A Middlesex Superior Court judge denied defense motions to change venue and to suppress evidence in the case of a Harvard graduate student charged with first-degree murder last spring.
Alexander Pring-Wilson, a student at Harvard’s Davis Center for Russian and Eurasian Studies at the time of his arrest, is charged with fatally stabbing 18-year-old Michael D. Colono on April 12, 2003 after an early-morning altercation outside of Pizza Ring, a pizza parlor on Western Avenue.
Also in the last week, Pring-Wilson’s attorney, Jeffrey A. Denner, filed to withdraw from the case, citing “irreconcilable differences” and “a breakdown in communication” with the defendant.
Judge Charles M. Grabau ruled on May 10 that there was not sufficient evidence that pre-trial media coverage of the case would “prevent the selection of an impartial and unbiased jury.”
Fearing a prejudiced jury in Cambridge, which was home to the slain teenager, the defense had filed a motion in February to move the trial to western Massachusetts.
Grabau also ruled this past Wednesday that Pring-Wilson was not suffering from enough mental and physical trauma to inhibit his ability to make voluntary statements to emergency personnel and his friend around the time of his arrest.
The defense had sought to suppress statements that Pring-Wilson made on the morning of his arrest in which he claimed to be an innocent bystander to the incident.
Pring-Wilson quickly changed his story, admitting he stabbed Colono, but asserting that it was in self-defense.
The motion to suppress claimed that the early statements “were not knowing, intelligent or voluntary”—as admissibility rules require—because the defendant was suffering post-traumatic stress disorder, a concussion and intoxication at the time.
Citing a detailed chain of events laid out in the pre-trial hearing, Grabau ruled that Pring-Wilson’s statements were in fact voluntary.
The night of his arrest, Pring-Wilson called 911 and told the dispatcher that he was “just a [expletive] bystander” who had witnessed a stabbing.
According to witnesses called at the pre-trial hearing, he then told Cambridge Police Department (CPD) officers on the scene that he had observed a stabbing and that he was trying to “help out.”
“The fact that Pring-Wilson made efforts to exculpate himself by his explanations is probative of the voluntariness of his statements,” Grabau wrote in the ruling. Grabau wrote that a dime-sized welt on Pring-Wilson’s forehead did not affect his ability to make “knowing and voluntary statements” and that he “refused medical treatment and was able to walk home unassisted.”
After police had left the area, Pring-Wilson left a phone message, which was played in court, for his friend Jennifer Hansen as he was walking to his apartment in Somerville. “I just, um, got attacked.

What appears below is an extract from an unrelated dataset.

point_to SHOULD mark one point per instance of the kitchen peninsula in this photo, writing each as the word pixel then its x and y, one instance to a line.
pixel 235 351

I just got attacked by a group, um...I stabbed him a couple times and—don’t repeat this to the police,” the message said.
“The content of the voicemail message indicates that Pring-Wilson understood his role in the altercation with Colono and the gravity of his situation,” the ruling said.
When CPD officers arrested Pring-Wilson at his apartment later that morning, “he did not smell of alcohol, appeared sober and had no injuries.” Pring-Wilson requested medical attention later that day, after he had been questioned and arrested at the police station.
The evidence from the night of the arrest, coupled with Pring-Wilson’s “intelligence and intellectual capacity” demonstrates “beyond a reasonable doubt” that Pring-Wilson voluntarily made false statements to the police.
On the change of venue motion, Grabau was unswayed by a poll commissioned by the defense that showed that 47 percent of 400 randomly-selected Middlesex County residents had heard of the case.
A polling expert testified in April that Middlesex residents were also 4.5 times more likely to believe Pring-Wilson to be guilty than residents from western Massachusetts. In his ruling, Grabau wrote that although many print, broadcast and online news outlets have covered the case, the coverage “cannot be described as emotionally charged or inflammatory.”
In any case, a juror does not have to be ignorant of the case he is deliberating, Grabau wrote, but needs to “lay aside his impression or opinion and render a verdict based on evidence at the trial.” To prevent a biased jury, Grabbau recommended the court question potential trial jurors about pre-trial publicity and give “daily admonitions to the jury about not reading or watching or discussing media accounts regarding the case.”
The trial has been delayed three months following Denner’s withdrawal from the case, and is now scheduled to be heard by Judge Regina C. Quinlan on Sept. 13. Denner could not be reached for comment this week, but a spokesperson for the district attorney said Pring-Wilson, whose parents are both lawyers, has obtained alternative counsel.
Pring-Wilson remains under house arrest in his apartment.